Long-time women’s basketball writer Lois Elfman profiles Sue Bird for the Syosset Patch, a Web site covering Bird’s hometown. The focus is on Bird’s year-round basketball schedule, and the break she took from it to spend time at home in New York this winter.
“I can go to an island and sit on the beach almost anytime,” said Bird before heading back to Moscow for her sixth pro season in Russia. “The one thing that I feel like I miss out on in life is really being around people—my friends, my family.”
So she spent October through December just being around home—dividing her time mostly between her mother’s Syosset home and New York City, where her older sister lives.
“Something as small as my sister and the New York City Marathon, which she ran for the first time,” Bird said. “I got to see it. She got engaged, as did my best friend. I was able to celebrate with them. It’s the little things you miss when you’re away so much. Other than letting my body rest, that’s really what I wanted to do.

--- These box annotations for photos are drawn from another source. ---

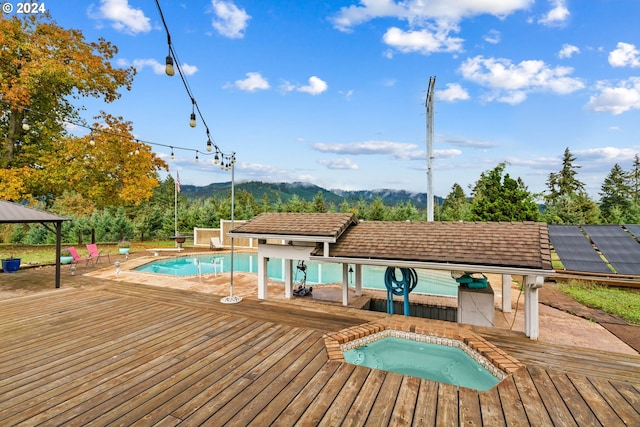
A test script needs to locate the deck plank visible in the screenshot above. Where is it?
[0,282,640,426]
[458,387,482,426]
[568,375,624,427]
[345,368,387,427]
[505,368,552,427]
[480,387,506,427]
[547,371,600,426]
[390,377,420,426]
[528,367,577,426]
[589,378,640,425]
[496,376,529,427]
[413,379,438,427]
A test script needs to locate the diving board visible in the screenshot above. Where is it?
[549,225,612,273]
[582,225,640,274]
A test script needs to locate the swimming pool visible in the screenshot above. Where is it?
[135,252,458,297]
[343,335,504,391]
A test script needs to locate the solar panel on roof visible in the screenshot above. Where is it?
[549,225,611,273]
[624,224,640,239]
[582,225,640,274]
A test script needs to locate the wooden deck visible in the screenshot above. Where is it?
[0,282,640,427]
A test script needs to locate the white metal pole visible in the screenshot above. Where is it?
[426,76,436,221]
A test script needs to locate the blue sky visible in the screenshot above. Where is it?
[32,0,640,199]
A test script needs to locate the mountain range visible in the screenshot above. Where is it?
[180,181,442,209]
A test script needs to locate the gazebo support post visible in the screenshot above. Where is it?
[342,263,349,306]
[356,264,362,296]
[282,259,293,299]
[502,274,511,313]
[258,254,269,299]
[56,221,62,289]
[524,276,544,340]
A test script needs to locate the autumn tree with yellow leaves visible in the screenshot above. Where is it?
[0,15,167,207]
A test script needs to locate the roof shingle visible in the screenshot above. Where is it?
[314,221,552,270]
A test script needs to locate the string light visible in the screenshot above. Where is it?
[155,0,235,162]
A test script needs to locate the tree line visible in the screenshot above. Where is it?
[5,148,640,244]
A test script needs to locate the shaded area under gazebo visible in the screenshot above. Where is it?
[0,200,69,288]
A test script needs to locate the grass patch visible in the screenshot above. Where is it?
[559,281,640,325]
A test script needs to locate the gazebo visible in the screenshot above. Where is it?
[0,200,69,288]
[229,213,555,339]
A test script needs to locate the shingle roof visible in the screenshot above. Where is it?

I just wanted to be around.”
Down in Australia, as the WNBL campaign winds down, the media is wondering whether Lauren Jackson will be back for another season Down Under.
“After this season I will be heading back to America to live in Seattle and play for the Storm in the WNBA,” Jackson told The Daily Telegraph.
“But if I can get another contract – a big contract – here in Australia I’d be home in a heartbeat. If Canberra can come up with the money I’d stay.”
Carrie Graf, the former Storm assistant coach who is the head coach of the Canberra TransAct Capitals, isn’t counting on having Jackson next year. “The starting offers in Europe will be well over double that [what Jackson is being paid this season],” she said, “and I just don’t think that money is around in Canberra.”
The Daily Telegraph also reports that when the Capitals take on the Sydney Uni Acuvue Flames this weekend, it will be Jackson’s first game in Sydney since January 2004.